Court wrangle over Rwanda flights will carry on for weeks as charities are handed extra time to fight against immigration policy

  • Court hearing delayed until September as campaigners say they need more time
  • Detention Action says it has secured a postponement to the judicial review
  • The first removals flight to Rwanda was called off at the 11th hour on June 14
  • Any further attempt at flight to Kigali unlikely to take place until mid-September

Priti Patel’s Rwanda asylum policy is likely to be stalled for weeks because charities obtained fresh legal delays last night.

A court hearing due to begin next Tuesday has been put off until September after campaigners argued they needed more time to prepare.

Detention Action, which campaigns to stop foreign nationals being deported from the UK, announced it had secured a postponement to the judicial review at the High Court.

The first attempt at a removals flight to Rwanda under the deal had to be called off at the 11th hour on June 14, after the European Court of Human Rights intervened.

A Strasbourg judge used little-known powers to block the flight even though a series of senior UK judges had refused to intervene. 

The European court said no removals could take place until the legality of the Rwanda policy had been properly scrutinised by British courts.

Delays to the judicial review – in which campaigners are expected to argue the policy breaches the European Convention on Human Rights and the Refugee Convention – mean an interim injunction granted by Strasbourg will remain in force.

Priti Patel’s Rwanda asylum policy is likely to be stalled for weeks because charities obtained fresh legal delays last night

A group of people thought to be migrants are brought in to Dover, Kent, onboard a Border Force vessel following a small boat incident in the Channel on Monday 

Any further attempt at a removals flight to Kigali is unlikely to take place until mid-September – after the Conservative party leadership contest.

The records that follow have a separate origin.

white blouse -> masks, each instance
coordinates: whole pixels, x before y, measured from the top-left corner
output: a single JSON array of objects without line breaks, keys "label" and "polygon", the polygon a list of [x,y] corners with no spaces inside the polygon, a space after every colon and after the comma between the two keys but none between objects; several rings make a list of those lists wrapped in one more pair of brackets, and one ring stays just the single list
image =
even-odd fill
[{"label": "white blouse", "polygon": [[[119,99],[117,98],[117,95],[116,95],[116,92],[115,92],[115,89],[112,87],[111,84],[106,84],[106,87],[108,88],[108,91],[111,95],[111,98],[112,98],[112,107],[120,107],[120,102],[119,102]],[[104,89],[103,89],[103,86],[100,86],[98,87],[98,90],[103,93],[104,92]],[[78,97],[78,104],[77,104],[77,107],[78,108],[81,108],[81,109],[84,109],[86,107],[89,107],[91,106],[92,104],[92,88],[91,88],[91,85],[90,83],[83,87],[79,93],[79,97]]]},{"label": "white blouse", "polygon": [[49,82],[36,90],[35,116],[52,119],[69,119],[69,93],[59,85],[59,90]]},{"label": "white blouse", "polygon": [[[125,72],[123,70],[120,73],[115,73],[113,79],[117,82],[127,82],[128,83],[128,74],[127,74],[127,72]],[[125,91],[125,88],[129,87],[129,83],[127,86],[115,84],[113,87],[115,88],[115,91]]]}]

The legal challenge is also being brought by the migrant charity Care4Calais and the Public and Commercial Services union, which represents thousands of Border Force staff.

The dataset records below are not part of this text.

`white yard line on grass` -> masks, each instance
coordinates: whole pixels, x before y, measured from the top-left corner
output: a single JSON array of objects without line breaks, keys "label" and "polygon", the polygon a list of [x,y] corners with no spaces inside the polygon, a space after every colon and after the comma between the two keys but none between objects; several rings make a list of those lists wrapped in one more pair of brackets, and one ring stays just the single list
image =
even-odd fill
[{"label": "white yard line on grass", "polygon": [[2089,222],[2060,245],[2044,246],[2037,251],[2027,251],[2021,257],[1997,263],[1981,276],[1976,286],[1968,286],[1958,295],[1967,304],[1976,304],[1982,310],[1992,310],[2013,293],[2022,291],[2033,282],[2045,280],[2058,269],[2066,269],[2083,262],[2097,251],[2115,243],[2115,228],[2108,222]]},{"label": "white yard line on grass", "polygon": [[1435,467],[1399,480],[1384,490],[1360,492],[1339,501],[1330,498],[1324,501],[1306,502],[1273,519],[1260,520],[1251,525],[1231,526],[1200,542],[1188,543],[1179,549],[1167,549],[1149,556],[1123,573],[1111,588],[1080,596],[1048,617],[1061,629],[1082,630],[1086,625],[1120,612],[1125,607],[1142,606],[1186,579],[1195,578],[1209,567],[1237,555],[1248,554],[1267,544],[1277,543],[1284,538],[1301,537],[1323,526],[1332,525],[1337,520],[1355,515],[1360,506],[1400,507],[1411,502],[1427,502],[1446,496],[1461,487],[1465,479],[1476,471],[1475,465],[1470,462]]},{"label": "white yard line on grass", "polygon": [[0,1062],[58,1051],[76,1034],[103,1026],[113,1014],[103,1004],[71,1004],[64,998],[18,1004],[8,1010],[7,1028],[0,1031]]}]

The Home Secretary’s plan will see migrants who arrive in the UK by ‘irregular’ routes – typically across the Channel in small boats – handed a one-way ticket to Rwanda to claim asylum there rather than in this country.

A spokesman for Detention Action tweeted: ‘The Divisional Court has agreed to adjourn our legal challenge against the Rwanda removals policy until September. This is a win for due process and fairness.

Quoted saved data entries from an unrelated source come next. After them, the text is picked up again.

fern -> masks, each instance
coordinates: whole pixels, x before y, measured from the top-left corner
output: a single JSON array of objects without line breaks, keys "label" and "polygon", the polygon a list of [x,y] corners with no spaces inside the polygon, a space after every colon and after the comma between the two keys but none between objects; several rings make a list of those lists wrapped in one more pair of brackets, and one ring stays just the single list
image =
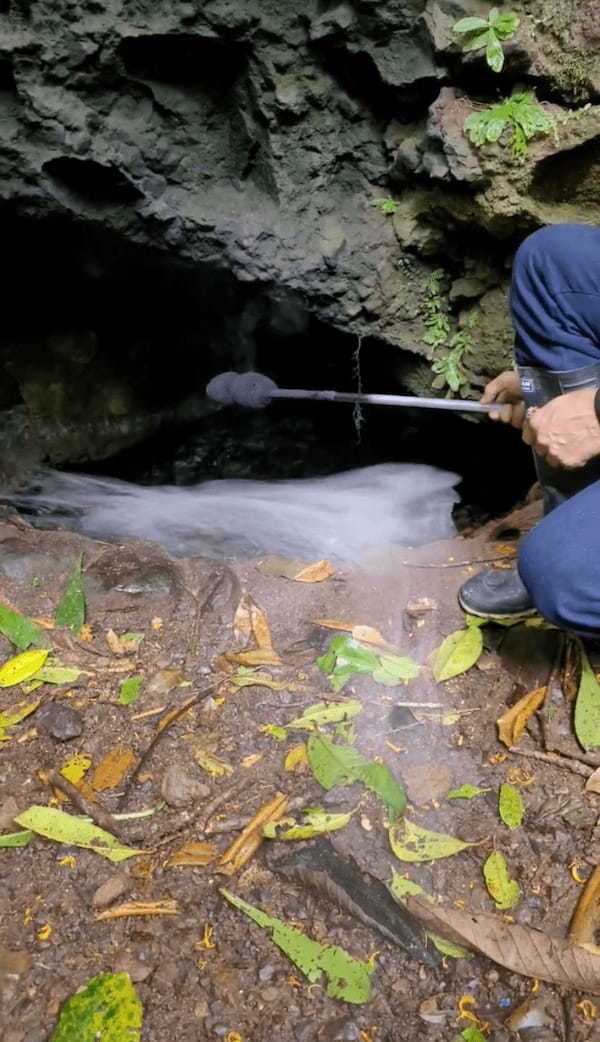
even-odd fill
[{"label": "fern", "polygon": [[390,195],[385,196],[383,199],[372,199],[371,206],[376,206],[380,213],[395,214],[398,210],[398,203],[395,199],[392,199]]},{"label": "fern", "polygon": [[527,145],[537,134],[556,133],[554,118],[537,104],[533,91],[515,90],[510,98],[467,116],[465,134],[473,145],[499,141],[504,131],[512,130],[512,153],[517,162],[527,157]]}]

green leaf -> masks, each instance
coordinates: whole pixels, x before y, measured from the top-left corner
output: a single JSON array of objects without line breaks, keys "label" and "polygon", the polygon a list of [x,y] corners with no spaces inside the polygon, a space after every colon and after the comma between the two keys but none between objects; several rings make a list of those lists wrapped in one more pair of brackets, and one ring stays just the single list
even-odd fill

‘Individuals affected and our legal teams now have the time they need to prepare their substantial case. 

‘Until the lawfulness of the policy is fully tested in the courts, this Government should not attempt any forced removals to Rwanda, as they have threatened.

‘We also call for all people seeking asylum targeted by this policy to be released from detention, with proper support.’

The charity is run by Bella Sankey, who is campaigning to be a Labour candidate at the next general election. 

At least 50 migrants are in immigration centres after being told they were being processed for the next Rwanda flight.

Care4Calais tweeted: ‘The Rwanda plan is brutal. Given the more humane and effective options available is this really what we as a compassionate country want to do?’

A group of migrants launched an audacious bid to reach Britain yesterday. Rather than selecting an isolated spot on the French coast, the group set off from within sight of Grand-Fort-Philippe, near Dunkirk.

At least 30 people carried the black rigid inflatable boat down the beach before casting off. 

It is not known whether they were among the 130 picked up and brought to Britain by Border Force vessels yesterday.